Oil and gas producers have lobbied for relief from what they see as high property taxes for years, and with natural gas prices in a worsening decade-long slump in 2018, the province announced a relief package while assessment formulas were examined.
Last week, the Rural Municipalities Association said each of four options for the overhaul will have “potentially devastating impacts on rural Alberta.”
“The proposed changes prioritize reducing industry cost with little focus on municipal impacts,” RMA president Al Kemmere stated in a release. “What the review does show is that the province and industry do not understand the important role municipalities play in Alberta’s economy.”
The RMA says its analysis shows that under the most-major proposal, its 67 members could see a cumulative decrease in tax revenue of $480 million per year starting in 2021.
The Municipal District of Taber met last week to receive an impact report that states it stands to lose between 13 and 17 per cent of its tax revenue, equal to $3.1 million to $4.1 million, requiring substantial tax rate changes.
“The above (tax) increases are not realistic,” states a briefing note.
Cypress County stated last week its specific revenue hit could be in the range of 16 to 22 per cent.
“In the worst case scenario, this means lost tax revenue of $7.8 million in the first year alone,” stated County Reeve Dan Hamilton. “The potential impact on Cypress County, frankly, is insurmountable.”
Officials with the Ministry of Municipal Affairs told the Alta Newspaper Group that it is still consulting on the issue.
“A careful balance has to be found to ensure both sides are strong and viable,” wrote spokesperson Tim Gerwing, of the minister’s office, who said the process will continue into the fall. “No decisions have been made at this time.”

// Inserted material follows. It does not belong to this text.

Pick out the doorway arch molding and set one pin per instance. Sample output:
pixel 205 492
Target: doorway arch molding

A special meeting of Cypress County council discussed the issue on July 28 ahead of concerted action from a number of counties hardest hit, calling for reconsideration and for residents to call MLAs on the issue.

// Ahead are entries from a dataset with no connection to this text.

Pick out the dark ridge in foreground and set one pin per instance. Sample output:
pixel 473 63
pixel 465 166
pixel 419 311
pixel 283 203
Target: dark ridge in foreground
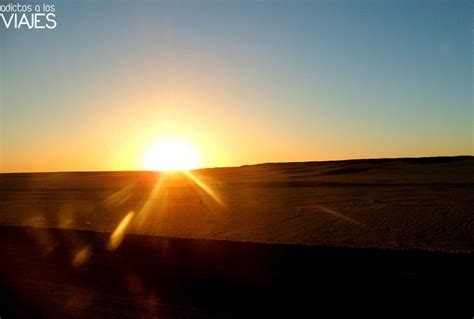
pixel 57 273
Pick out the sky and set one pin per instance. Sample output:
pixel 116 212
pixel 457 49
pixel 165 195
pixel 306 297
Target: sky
pixel 243 82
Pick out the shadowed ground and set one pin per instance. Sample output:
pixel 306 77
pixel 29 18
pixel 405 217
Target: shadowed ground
pixel 157 277
pixel 423 203
pixel 366 237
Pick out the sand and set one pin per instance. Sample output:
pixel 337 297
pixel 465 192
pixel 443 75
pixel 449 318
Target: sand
pixel 424 203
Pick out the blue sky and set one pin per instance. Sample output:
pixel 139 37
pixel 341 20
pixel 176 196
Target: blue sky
pixel 246 81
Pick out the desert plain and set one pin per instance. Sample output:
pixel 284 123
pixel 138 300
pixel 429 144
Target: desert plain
pixel 268 240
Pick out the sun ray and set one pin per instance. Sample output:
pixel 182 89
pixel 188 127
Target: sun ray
pixel 152 198
pixel 341 216
pixel 117 236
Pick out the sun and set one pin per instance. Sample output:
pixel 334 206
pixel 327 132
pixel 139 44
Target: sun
pixel 170 155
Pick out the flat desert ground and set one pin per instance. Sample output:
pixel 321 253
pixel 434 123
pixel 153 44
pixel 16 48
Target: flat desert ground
pixel 268 240
pixel 424 203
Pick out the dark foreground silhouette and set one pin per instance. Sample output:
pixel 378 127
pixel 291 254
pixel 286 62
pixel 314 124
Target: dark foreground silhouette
pixel 57 273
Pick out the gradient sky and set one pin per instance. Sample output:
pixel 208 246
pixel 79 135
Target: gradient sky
pixel 242 81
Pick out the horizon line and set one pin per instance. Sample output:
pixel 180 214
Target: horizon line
pixel 243 165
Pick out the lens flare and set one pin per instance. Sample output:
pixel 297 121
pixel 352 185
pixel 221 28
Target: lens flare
pixel 170 156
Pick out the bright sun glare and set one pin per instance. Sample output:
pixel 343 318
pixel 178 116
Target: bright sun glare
pixel 170 156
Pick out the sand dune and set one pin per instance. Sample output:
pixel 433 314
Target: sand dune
pixel 424 203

In Cypress County’s case, states the release, losing tax assessment – which is charged against mill rates to determine tax bills – would mean other classes, like farm, residential and other commercial property would see increases to balance the budget.
Hamilton said tat even if the county was to cut its operating budget by 70 per cent, tax increases would still be needed.
The County of Newell, surrounding Brooks, says the options represent between a $7.2 million and $11.6 million drop in annual revenue – greater than its entire staffing budget.
To balance the budget would require tax increases for other property classes of between 327 and 466 per cent.
A resolution by that council also states that changes would shrink the linear tax base by one third to half, and lead to a tax increase of between $2,650 to $4,250 per year on a $300,000 home.
Cypress County and the County of Newell are particularly exposed to troubles in the shallow gas sector, and observers have warned of collapse of companies unless costs are cut.
Last year the province waived for certain shallow gas producers the portion of local taxes related to the education requisition, and made the difference up out of its own general revenue.
For 2020 however, the provincial government has mandated the near one-third break be extended.
Without extra funds, this will be leaving local counties to make adjustments and make up the difference made by the break.
The RMA said the plans could reduce tax base assessment by 12.4 per cent on average, with 11 counties stung for a 20 per cent loss.